Issue: 94
Authors: John Byrne, Chris Claremont, Jerry Ordway
Publisher: DC Comics
Price: $2.25
JLA #94
By: Tony WhittReview Date: Tuesday, March 16, 2004
All around the country, someone is kidnapping teenagers possessing the metagene. In Gotham, Batman discovers a symbol at the site of the murder of one such teenager. In Keystone City, the Flash discovers the same symbol left behind by a kidnapping victim. And in Metropolis, Superman is overpowered by a creature helping the kidnappers, mind-controlled by one of the teenagers herself, and then - brace yourself - bitten by a vampire. What is the nature of the threat the JLA faces in their latest adventure?
Oh, hell if I know, and I'm even less sure that I care. I fear this will be the reaction of all those comics fans like myself who were eagerly anticipating the start of the six-part "Tenth Circle" storyline written by John Byrne and Chris Claremont and drawn by Byrne and Jerry Ordway. It seemed like the very recipe for success that this book has been needing. But in retrospect, so did Denny O'Neill's contribution to the book, and I haven't heard any hurrahs about that, either.
For one thing, this hardly seems like an issue of JLA at all. The book opens with a three-thousand year old Native American shaman named Manitou Raven - I kid you not - prophesying a great evil hunting across the land, just before he's swallowed up by a swarm of shadow bats. Having just panned the first issue of the new ALPHA FLIGHT series last week, I couldn't help thinking that this played out like an opening scene from an issue of Byrne's original ALPHA FLIGHT series, even down to the character's penchant for wasting his last words on exposition. It could equally have fit into the opening of an X-MEN book from the 80s - the exposition at the beginning is certainly wordy enough for one. It sets an odd tone for the rest of the book - even as the scene switches to Gotham and encounter Batman discovering the aforementioned murdered girl, you get the feeling that you're not reading JLA but the first issue of some crossover in which the Marvel side of the team-up has not yet shown up.
Probably best that they don't show, though, as they'd be signing on for an overly complicated and somewhat illogical story, with characterizations that are just that little bit off. (Ray Palmer, for example, doesn't know what ViCAP, the federal criminal database, is. How long has he been in this biz, anyway?) The JLA's activities are being watched by some mysterious group but we're given no clues as to who they are, which is bad enough. Even worse: the only way I knew they were watching all this is from the advance press for this storyline, since there's nothing to indicate this in the script itself. And then there's the villain of the piece, a vampire named - wait for it - Crucifer. And just when you think things couldn't get worse, the mind-controlled Superman is bitten by said Crucifer because, as the vampire explains, Superman is vulnerable to all things mystical. Now I know how all those Thor fans felt - not only does this stagger credulity, it's simply dumb.

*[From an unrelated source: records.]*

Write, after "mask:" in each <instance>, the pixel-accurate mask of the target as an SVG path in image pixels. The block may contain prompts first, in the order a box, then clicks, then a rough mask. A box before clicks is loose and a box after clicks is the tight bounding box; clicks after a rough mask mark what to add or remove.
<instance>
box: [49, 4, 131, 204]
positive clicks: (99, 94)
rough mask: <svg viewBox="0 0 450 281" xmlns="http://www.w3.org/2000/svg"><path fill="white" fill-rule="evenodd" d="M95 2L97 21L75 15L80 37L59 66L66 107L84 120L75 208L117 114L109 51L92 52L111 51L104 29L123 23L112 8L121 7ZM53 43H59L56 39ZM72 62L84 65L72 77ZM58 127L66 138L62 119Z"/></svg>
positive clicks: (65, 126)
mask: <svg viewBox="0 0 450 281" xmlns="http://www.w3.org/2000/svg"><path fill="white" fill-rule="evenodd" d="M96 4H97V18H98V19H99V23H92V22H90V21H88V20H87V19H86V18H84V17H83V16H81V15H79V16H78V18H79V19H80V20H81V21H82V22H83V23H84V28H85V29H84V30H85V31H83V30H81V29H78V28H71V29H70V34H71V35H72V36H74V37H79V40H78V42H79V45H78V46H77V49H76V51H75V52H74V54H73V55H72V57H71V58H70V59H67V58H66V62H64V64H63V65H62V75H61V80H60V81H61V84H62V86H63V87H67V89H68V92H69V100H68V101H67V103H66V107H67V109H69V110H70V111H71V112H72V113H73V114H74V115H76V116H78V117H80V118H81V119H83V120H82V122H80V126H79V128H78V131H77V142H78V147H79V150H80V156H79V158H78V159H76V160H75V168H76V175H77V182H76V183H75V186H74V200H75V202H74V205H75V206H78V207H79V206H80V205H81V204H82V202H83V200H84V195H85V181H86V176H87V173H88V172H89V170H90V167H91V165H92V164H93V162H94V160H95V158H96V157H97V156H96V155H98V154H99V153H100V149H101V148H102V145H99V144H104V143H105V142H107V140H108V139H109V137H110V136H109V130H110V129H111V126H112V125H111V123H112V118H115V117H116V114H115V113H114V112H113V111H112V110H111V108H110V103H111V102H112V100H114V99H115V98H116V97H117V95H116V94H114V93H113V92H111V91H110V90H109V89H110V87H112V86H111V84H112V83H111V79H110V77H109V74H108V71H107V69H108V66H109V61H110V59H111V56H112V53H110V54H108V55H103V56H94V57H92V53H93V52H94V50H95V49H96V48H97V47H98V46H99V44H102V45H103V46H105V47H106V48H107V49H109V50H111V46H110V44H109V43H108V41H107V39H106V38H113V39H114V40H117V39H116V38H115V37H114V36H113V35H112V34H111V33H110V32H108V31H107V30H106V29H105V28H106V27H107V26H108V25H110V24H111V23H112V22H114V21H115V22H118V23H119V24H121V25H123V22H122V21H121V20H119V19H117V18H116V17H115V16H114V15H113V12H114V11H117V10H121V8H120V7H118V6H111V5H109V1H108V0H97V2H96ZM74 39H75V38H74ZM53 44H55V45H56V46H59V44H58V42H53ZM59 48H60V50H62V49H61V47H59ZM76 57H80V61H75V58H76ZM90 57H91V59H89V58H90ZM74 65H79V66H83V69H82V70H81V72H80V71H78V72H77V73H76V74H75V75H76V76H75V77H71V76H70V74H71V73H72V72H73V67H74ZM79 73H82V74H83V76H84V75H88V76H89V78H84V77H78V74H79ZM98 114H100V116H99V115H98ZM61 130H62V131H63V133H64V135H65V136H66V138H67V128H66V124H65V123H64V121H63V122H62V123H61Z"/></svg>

The only real positive here is the artwork, but even that is uneven. There's a certain amount of pleasure in seeing Superman drawn by Byrne again, for instance. Readers of the JUST IMAGINE STAN LEE WITH JOHN BYRNE CREATING ROBIN will have trouble shaking off flashbacks to that book, though, especially when the purple clad teenagers in Crucifer's cult (if such it is) show up. Additionally, many of the layouts have to compete with the excessive amount of verbiage on each page - another element of those old X-MEN books that long-time fans conveniently forget when they wax nostalgic over them without actually rereading them. In short, this first issue of the "Tenth Circle" saga is a confused mess, and it doesn't bode well for the future of the storyline. Oh, well - at least we'll only get six issues of it. Perhaps the hundredth issue will finally bring something worth reading this series again for.